La tarde del 24 de diciembre le sorprendió en despoblado, a caballo y con anuncios de tormenta. Era la hora en que, en invierno, de repente se apaga la claridad del día, como si fuese de lámpara y alguien diese vuelta a la llave sin transición; las tinieblas descendieron borrando los términos del paisaje, acaso apacible a mediodía, pero en aquel momento tétrico y desolado.

Hallábase en la hoz de uno de esos ríos que corren profundos, encajonados entre dos escarpes; a la derecha, el camino; a la izquierda, una montaña pedregosa, casi vertical, escueta y plomiza de tono. Allá abajo no se divisaba más que una cinta negruzca, donde moría, culebreando, áspid de carmín, un reflejo roto del poniente; arriba, densas masas erguidas, formas extrañas, fantasmagóricas; todo solemne y aun pudiera decirse que amenazador. No pecaba Mauricio de cobarde y, sin embargo, le impresionó el aspecto de la montaña; sintió deseos de llegar cuanto antes al pazo, del cual le separaban aún tres largas leguas, y animó con la voz y la espuela a su montura, que empinaba las orejas recelosa.

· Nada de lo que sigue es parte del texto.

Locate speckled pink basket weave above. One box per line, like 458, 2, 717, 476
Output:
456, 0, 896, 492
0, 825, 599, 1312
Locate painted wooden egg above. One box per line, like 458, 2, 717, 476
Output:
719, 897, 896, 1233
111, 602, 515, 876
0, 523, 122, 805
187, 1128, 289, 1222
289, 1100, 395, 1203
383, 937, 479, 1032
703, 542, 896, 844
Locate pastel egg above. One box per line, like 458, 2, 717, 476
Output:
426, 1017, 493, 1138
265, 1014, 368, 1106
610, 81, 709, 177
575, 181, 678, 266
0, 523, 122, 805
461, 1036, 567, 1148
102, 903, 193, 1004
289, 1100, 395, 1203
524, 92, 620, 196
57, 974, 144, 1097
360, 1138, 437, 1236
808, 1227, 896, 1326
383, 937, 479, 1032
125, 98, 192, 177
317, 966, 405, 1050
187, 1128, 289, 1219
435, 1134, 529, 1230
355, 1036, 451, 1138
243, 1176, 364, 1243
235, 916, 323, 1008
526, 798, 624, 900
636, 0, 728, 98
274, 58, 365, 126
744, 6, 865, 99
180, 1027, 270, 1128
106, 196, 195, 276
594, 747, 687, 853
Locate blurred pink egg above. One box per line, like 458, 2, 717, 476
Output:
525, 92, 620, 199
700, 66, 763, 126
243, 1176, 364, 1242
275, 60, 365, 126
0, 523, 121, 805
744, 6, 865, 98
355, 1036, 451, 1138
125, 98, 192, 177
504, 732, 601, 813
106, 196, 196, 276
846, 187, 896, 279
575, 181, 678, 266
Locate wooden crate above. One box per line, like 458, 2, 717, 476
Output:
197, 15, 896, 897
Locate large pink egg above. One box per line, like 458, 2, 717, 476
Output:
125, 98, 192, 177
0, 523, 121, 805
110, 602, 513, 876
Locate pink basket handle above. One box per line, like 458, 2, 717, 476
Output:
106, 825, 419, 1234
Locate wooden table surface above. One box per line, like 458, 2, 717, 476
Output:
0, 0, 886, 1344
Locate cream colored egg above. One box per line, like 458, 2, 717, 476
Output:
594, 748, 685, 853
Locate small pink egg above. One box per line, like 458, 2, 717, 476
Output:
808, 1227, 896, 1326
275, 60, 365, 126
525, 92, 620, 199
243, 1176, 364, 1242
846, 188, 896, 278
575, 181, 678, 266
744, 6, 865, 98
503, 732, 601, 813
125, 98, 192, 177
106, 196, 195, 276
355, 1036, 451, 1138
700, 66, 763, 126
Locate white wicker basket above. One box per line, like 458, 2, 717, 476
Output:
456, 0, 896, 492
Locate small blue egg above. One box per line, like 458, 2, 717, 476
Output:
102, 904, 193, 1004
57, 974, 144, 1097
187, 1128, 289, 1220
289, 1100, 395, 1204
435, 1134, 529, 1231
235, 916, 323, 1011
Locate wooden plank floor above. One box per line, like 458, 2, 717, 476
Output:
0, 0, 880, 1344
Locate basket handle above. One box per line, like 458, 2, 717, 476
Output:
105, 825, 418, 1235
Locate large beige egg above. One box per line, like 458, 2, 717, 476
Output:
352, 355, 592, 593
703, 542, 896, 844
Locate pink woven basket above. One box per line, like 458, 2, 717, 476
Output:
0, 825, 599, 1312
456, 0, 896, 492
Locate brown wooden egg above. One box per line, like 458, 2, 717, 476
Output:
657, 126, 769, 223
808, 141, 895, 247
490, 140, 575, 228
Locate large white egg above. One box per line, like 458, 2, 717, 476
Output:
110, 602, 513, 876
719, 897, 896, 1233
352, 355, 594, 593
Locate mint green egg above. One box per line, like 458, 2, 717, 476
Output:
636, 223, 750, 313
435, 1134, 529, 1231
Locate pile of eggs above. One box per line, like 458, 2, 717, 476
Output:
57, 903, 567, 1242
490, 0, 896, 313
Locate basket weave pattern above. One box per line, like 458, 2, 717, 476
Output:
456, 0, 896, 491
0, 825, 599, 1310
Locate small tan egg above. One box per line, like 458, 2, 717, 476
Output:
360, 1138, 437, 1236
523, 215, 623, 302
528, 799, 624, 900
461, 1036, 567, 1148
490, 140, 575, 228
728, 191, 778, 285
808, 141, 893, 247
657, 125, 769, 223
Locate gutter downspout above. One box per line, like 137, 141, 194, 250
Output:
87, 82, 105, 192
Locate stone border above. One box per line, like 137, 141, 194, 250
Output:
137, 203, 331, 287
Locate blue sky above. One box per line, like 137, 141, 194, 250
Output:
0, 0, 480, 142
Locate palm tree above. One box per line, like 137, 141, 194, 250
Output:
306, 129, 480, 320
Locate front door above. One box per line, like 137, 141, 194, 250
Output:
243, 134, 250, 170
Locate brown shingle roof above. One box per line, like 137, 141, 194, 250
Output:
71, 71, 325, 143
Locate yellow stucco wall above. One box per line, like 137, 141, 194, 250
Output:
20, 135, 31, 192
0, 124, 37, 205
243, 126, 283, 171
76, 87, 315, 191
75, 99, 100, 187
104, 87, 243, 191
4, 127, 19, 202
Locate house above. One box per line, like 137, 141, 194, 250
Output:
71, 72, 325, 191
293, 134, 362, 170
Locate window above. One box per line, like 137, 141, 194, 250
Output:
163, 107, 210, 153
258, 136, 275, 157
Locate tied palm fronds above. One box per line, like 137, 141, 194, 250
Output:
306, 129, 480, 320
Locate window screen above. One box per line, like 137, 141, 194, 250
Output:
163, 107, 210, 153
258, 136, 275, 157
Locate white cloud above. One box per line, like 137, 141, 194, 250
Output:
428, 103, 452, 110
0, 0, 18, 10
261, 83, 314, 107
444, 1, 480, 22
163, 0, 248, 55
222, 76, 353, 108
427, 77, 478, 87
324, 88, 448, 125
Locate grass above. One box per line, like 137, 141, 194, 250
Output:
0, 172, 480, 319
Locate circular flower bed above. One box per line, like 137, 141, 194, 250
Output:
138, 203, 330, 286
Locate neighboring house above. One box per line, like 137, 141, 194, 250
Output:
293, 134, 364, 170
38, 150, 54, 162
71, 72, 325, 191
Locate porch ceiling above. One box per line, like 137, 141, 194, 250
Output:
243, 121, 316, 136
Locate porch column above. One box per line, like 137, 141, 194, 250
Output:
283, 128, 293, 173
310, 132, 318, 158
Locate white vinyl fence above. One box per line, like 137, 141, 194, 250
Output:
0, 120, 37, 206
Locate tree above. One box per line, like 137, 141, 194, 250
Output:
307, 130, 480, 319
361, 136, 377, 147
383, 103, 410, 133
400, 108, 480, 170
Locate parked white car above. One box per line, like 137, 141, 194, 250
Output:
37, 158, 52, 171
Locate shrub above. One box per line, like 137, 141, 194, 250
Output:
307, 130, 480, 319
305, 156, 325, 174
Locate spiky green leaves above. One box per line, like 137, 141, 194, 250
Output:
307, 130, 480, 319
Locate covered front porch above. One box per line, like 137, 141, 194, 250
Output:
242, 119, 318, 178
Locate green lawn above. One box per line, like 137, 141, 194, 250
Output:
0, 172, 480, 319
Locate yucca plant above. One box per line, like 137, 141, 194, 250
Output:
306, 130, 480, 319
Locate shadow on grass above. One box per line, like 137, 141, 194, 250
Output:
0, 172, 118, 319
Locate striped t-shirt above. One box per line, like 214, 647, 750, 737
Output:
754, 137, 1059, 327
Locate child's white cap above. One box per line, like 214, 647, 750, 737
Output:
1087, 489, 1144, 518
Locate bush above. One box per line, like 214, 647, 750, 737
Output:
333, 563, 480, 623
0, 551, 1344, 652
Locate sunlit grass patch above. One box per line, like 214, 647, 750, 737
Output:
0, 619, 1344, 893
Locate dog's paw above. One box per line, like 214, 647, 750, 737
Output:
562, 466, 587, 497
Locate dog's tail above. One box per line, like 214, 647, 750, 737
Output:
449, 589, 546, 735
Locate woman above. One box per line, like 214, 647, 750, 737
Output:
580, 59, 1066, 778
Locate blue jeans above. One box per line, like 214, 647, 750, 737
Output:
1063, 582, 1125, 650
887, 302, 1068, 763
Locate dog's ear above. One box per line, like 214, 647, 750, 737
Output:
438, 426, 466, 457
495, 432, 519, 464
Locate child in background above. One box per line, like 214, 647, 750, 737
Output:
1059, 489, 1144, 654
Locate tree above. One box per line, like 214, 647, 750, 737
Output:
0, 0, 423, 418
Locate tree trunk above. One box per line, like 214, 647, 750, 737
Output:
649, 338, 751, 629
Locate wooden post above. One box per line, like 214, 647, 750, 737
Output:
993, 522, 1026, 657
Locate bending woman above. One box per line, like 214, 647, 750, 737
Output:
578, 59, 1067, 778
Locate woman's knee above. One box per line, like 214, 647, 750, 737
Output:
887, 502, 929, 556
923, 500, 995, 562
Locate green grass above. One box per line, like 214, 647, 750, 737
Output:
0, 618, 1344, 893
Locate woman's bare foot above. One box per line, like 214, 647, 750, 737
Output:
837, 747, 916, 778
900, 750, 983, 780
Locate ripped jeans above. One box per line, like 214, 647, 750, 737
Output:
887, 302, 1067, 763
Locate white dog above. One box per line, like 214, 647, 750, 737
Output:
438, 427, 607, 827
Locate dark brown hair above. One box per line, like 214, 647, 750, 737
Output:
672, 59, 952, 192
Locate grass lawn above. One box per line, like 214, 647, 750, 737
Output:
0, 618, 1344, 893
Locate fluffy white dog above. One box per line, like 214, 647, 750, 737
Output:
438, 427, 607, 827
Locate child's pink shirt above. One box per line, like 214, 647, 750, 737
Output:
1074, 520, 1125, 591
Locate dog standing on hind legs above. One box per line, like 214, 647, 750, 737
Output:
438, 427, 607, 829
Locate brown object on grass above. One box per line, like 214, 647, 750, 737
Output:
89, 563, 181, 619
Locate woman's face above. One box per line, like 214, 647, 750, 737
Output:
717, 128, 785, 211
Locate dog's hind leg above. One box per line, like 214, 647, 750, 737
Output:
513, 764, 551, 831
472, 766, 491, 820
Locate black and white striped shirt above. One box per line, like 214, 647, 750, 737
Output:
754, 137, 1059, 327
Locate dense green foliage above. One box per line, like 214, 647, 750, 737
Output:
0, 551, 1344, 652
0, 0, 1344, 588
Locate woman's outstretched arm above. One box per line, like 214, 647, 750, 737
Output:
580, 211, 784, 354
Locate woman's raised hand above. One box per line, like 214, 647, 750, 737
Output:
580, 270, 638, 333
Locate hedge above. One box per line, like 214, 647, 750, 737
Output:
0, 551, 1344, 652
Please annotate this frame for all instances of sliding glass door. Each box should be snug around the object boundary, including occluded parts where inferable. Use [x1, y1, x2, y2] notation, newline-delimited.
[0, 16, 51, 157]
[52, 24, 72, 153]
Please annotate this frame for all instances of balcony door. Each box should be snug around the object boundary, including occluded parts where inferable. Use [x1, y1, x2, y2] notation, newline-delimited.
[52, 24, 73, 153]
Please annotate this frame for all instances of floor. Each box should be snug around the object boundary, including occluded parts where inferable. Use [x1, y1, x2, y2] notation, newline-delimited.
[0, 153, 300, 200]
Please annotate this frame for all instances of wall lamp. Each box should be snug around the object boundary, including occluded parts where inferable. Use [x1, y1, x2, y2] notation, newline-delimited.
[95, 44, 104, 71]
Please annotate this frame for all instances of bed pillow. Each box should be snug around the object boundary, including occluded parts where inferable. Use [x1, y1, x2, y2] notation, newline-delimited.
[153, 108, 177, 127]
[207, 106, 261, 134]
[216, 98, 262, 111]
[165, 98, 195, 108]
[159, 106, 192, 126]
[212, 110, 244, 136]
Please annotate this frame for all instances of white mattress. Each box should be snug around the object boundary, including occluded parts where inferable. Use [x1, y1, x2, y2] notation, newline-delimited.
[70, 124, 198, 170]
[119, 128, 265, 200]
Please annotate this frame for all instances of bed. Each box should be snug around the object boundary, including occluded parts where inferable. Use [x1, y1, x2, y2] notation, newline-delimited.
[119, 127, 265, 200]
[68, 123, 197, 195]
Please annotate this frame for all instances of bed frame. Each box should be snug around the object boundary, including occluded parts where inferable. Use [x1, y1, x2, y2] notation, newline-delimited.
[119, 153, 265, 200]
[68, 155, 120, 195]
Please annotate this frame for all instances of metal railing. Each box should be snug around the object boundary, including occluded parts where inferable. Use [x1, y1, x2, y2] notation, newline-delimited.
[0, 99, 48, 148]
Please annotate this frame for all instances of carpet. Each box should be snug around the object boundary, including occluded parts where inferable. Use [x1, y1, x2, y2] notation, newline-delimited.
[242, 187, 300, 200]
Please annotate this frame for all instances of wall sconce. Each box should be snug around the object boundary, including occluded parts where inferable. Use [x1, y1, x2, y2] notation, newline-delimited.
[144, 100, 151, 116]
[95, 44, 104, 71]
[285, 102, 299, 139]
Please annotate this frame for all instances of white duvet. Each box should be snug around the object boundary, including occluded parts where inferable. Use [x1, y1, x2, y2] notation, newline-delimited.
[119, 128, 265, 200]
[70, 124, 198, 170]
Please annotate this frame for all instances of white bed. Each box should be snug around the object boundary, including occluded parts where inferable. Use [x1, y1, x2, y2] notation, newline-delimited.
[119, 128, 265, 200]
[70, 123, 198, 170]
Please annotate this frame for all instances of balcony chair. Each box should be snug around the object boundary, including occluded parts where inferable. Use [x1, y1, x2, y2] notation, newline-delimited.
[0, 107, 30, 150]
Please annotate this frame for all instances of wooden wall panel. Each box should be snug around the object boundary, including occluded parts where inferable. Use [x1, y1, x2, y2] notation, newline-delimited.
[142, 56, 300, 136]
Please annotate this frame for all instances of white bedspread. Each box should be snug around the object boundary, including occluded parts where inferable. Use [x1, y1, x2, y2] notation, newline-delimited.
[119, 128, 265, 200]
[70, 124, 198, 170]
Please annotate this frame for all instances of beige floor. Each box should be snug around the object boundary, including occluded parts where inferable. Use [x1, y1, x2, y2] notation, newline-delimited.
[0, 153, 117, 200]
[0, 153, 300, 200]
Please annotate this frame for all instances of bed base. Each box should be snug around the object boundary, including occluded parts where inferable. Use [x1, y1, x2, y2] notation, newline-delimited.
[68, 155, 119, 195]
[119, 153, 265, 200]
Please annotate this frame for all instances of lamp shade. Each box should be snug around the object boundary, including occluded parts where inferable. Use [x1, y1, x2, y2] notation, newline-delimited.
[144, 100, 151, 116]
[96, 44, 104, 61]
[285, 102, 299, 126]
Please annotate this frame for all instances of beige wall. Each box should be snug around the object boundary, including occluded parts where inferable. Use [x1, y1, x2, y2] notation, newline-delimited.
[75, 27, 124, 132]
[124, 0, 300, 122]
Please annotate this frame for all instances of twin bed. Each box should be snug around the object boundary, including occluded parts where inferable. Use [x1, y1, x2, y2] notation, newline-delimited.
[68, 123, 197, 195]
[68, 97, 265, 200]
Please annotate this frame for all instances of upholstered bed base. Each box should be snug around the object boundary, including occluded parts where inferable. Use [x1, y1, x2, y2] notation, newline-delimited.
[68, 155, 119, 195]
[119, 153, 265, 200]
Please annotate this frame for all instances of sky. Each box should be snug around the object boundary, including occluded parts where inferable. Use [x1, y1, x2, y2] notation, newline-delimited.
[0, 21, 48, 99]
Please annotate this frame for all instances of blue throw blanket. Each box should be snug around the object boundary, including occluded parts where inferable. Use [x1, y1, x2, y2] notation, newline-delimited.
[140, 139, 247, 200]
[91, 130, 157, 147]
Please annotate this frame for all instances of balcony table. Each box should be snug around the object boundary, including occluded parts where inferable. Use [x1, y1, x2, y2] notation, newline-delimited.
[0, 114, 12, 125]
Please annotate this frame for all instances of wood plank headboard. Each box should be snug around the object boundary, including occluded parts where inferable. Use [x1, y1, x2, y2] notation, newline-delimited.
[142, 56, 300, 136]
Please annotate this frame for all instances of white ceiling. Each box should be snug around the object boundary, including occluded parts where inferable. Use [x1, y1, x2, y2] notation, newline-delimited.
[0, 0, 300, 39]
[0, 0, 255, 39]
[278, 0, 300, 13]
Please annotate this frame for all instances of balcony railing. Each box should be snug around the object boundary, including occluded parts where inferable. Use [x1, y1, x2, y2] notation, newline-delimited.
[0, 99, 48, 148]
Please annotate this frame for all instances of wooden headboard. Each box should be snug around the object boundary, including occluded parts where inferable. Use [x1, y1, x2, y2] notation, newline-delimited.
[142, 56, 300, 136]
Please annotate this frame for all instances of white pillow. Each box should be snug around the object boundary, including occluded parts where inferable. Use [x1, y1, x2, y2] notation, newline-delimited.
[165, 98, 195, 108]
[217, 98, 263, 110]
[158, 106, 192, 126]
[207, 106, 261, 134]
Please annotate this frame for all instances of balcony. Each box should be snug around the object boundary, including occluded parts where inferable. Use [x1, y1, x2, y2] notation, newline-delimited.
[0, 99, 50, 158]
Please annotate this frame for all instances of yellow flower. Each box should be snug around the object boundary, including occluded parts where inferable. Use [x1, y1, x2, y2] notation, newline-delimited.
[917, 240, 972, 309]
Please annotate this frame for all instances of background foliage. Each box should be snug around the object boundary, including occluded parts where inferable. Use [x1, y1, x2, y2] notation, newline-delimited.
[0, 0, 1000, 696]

Arreció el viento y le obligó a atar el sombrero con un pañuelo bajo la barba; el trueno, lejano aún, retumbó misteriosamente; ráfagas de lluvia azotaron la cara del jinete, que ahogó un juramento. ¡Aquello era mala sombra! ¡Justamente empezaba a llover a la mitad del camino! Al punto mismo, el caballo se encabritó y pegó un bote de costado: entre la maleza había salido un bulto. Echaba ya Mauricio mano al revólver que llevaba en el bolsillo interior de la zamarra, cuando oyó estas palabras:

—¡Una limosnita! ¡Por amor de Dios, que va a nacer...; una limosnita señor!

Mauricio, tranquilizándose, miró enojado al que en tal sitio y ocasión cometía la importunidad de pedir limosna.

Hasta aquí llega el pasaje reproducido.